Ryan, who dismissed the protest as a “publicity stunt,” refused to allow votes on two bills demanded by Democrats: one expanding background checks to include sales at gun shows and on the Internet, and another that prevents people on the government’s no-fly list or FBI terror watchlists from buying a gun.

Ryan instead called for votes on unrelated issues as he sought a return to regular order. Democrats shouted “No bill, no break!” referring to efforts to prevent Congress from adjourning for the Fourth of July holiday.

sitin post

After the unrelated votes, the presiding officer declared the House in recess and left the chamber, but dozens of Democrats remained.

“There is a stain on the soul of America, and we must heal it, and it begins tonight,” freshman Democrat Brendan Boyle said.

His colleague Steve Israel said the sit-in will last into Thursday. “through the night, guaranteed,” he told AFP.

Republicans “can shut it down but it would be at their own peril.”

The congressional disobedience, which earned praise from President Barack Obama, signaled what is likely to be a protracted election-year battle over firearms – perennially a hot-button US campaign issue.

The House drama began before noon.

“We have to occupy the floor of the House until there is action,” said House Democrat John Lewis – a civil rights icon who marched with Martin Luther King Jr in the 1960s – just before he and dozens of colleagues sat down on the carpeted floor in the well of the chamber.

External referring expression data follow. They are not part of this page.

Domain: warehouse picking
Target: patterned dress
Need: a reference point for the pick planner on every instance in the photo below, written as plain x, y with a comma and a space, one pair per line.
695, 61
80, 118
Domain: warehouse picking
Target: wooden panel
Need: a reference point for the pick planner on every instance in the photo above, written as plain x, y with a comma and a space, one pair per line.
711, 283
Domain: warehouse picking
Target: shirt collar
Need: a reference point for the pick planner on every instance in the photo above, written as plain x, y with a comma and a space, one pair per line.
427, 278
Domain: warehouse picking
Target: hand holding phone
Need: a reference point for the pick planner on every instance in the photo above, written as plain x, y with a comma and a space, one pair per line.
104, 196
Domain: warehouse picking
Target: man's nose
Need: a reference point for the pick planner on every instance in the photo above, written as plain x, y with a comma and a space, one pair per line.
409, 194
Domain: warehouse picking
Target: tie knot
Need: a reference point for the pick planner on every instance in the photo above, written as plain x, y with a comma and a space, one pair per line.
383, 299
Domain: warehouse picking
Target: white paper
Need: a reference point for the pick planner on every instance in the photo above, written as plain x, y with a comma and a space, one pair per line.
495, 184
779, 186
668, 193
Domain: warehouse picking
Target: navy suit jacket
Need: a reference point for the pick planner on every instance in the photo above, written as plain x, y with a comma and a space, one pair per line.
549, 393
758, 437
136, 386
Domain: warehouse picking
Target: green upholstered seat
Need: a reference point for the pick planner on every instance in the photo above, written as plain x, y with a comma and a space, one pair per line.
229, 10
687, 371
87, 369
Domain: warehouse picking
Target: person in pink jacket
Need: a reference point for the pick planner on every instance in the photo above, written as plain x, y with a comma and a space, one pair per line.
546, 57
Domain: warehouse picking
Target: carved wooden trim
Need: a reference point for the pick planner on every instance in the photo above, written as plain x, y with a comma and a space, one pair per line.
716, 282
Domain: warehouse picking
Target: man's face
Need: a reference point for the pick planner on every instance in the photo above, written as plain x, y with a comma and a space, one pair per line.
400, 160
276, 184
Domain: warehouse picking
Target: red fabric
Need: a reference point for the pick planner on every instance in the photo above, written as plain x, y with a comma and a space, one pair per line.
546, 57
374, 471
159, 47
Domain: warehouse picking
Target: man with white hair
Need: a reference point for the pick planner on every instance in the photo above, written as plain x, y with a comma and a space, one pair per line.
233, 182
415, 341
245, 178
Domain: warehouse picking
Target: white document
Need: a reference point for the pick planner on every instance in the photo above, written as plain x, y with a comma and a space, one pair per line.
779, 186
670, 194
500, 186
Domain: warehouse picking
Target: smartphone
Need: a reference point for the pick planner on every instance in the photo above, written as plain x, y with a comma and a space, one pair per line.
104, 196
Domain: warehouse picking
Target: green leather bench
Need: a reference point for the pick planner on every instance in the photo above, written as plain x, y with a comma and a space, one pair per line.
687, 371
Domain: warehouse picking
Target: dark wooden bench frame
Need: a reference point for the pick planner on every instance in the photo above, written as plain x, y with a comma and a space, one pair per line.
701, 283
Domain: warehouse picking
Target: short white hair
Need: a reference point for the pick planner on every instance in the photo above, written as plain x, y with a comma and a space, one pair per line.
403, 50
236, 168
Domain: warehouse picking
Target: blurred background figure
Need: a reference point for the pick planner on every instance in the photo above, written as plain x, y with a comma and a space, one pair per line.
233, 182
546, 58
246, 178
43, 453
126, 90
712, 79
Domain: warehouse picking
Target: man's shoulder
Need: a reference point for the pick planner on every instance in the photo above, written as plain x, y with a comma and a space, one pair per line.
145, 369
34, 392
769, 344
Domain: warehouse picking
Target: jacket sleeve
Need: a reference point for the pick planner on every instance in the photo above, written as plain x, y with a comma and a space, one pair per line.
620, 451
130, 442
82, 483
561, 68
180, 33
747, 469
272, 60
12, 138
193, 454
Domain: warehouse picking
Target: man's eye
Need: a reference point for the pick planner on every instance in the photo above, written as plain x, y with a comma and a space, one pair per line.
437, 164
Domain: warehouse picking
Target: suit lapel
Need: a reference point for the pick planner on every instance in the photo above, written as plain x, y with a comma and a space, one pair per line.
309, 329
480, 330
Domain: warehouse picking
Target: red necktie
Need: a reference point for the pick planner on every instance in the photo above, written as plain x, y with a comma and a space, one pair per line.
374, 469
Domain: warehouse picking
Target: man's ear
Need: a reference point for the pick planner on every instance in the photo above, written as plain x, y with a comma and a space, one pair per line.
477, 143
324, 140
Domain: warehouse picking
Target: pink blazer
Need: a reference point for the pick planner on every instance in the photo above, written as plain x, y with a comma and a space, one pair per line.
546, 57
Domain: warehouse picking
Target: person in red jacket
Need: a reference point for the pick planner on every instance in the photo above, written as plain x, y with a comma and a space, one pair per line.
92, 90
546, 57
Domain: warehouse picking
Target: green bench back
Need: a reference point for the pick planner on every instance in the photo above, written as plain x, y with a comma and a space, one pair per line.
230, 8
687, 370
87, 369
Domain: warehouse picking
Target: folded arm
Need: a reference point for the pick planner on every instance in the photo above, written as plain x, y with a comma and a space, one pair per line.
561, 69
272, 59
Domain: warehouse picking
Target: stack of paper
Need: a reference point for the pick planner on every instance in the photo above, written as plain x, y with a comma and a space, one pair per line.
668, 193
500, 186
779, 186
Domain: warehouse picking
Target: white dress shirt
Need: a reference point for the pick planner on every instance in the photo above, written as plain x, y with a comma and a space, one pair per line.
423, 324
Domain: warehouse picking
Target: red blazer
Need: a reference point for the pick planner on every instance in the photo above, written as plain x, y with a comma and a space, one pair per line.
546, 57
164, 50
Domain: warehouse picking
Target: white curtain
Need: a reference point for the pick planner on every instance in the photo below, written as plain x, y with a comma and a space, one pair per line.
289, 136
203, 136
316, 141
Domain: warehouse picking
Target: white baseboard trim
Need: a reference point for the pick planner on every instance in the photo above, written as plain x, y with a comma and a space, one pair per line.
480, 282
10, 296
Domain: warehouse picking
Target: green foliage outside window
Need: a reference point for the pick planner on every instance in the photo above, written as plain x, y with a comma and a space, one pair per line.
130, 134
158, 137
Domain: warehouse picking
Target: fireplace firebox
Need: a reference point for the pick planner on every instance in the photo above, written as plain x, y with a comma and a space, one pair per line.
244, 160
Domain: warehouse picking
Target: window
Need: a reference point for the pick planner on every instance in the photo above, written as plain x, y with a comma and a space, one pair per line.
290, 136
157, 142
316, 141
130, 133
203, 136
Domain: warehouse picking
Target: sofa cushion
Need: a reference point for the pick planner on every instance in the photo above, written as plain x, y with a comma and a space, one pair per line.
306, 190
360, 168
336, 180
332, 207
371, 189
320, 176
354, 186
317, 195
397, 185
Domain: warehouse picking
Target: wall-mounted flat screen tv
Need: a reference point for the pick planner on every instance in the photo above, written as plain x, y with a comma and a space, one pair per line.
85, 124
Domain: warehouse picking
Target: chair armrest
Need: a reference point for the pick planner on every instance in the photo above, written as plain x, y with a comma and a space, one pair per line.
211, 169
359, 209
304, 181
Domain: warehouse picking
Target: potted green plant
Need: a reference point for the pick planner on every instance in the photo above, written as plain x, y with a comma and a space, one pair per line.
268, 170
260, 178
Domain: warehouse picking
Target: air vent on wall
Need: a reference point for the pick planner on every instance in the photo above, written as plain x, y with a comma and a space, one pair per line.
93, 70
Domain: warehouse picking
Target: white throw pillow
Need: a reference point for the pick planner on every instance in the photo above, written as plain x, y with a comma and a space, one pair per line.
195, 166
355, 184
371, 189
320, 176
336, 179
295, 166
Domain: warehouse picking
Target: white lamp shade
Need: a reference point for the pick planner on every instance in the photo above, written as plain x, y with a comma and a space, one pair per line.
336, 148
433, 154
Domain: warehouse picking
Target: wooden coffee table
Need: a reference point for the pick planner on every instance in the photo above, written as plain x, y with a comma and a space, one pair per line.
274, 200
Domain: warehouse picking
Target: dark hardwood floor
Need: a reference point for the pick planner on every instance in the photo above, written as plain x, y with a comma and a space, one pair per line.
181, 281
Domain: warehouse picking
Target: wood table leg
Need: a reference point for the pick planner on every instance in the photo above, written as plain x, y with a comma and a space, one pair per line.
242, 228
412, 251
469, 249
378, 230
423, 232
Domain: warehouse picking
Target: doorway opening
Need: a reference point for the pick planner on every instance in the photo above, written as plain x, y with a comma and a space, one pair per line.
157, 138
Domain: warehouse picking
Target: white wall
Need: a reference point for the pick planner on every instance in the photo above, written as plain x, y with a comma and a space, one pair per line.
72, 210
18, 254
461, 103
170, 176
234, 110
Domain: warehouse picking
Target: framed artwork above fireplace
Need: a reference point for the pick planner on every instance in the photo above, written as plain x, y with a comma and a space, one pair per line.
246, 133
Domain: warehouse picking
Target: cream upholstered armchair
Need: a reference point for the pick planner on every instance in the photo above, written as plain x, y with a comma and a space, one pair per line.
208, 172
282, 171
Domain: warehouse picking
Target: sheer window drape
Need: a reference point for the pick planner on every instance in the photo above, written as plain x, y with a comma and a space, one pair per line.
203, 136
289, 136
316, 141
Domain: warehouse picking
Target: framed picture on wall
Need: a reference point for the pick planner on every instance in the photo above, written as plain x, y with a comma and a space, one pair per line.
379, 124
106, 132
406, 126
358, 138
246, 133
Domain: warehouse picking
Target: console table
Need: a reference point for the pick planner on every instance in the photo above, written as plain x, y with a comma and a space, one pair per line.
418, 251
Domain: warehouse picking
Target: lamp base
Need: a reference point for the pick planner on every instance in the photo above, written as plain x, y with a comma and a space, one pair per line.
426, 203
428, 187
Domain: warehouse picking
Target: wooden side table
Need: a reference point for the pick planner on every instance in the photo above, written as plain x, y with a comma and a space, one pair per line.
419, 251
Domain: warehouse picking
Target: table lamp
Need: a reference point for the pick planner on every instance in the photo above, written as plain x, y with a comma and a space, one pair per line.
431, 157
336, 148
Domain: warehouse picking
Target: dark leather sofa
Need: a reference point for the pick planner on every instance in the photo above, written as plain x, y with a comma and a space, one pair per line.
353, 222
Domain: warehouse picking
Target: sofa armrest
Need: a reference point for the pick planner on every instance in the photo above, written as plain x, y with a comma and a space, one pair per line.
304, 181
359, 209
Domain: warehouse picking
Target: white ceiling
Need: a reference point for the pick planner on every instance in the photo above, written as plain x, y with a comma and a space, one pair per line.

US lawmakers, mainly Democrats, introduced several bills in recent years aimed at reducing gun violence, including legislation to expand background checks – a provision that has broad public support. But none has passed Congress.

“Who has to be shot, and how many have to die before we do anything?” asked congresswoman Robin Kelly of Illinois.

The chamber was scheduled to wrap up business Thursday before going on break.

The sit-in, which quickly grew to about 100 members, drew the attention of the White House.

“Thank you John Lewis for leading on gun violence where we need it most,” Obama posted on Twitter.

“House Republicans may have cut the cameras, but they can’t cut off our voices,” Democratic White House hopeful Hillary Clinton added in her own tweet. “We have to act on gun violence.”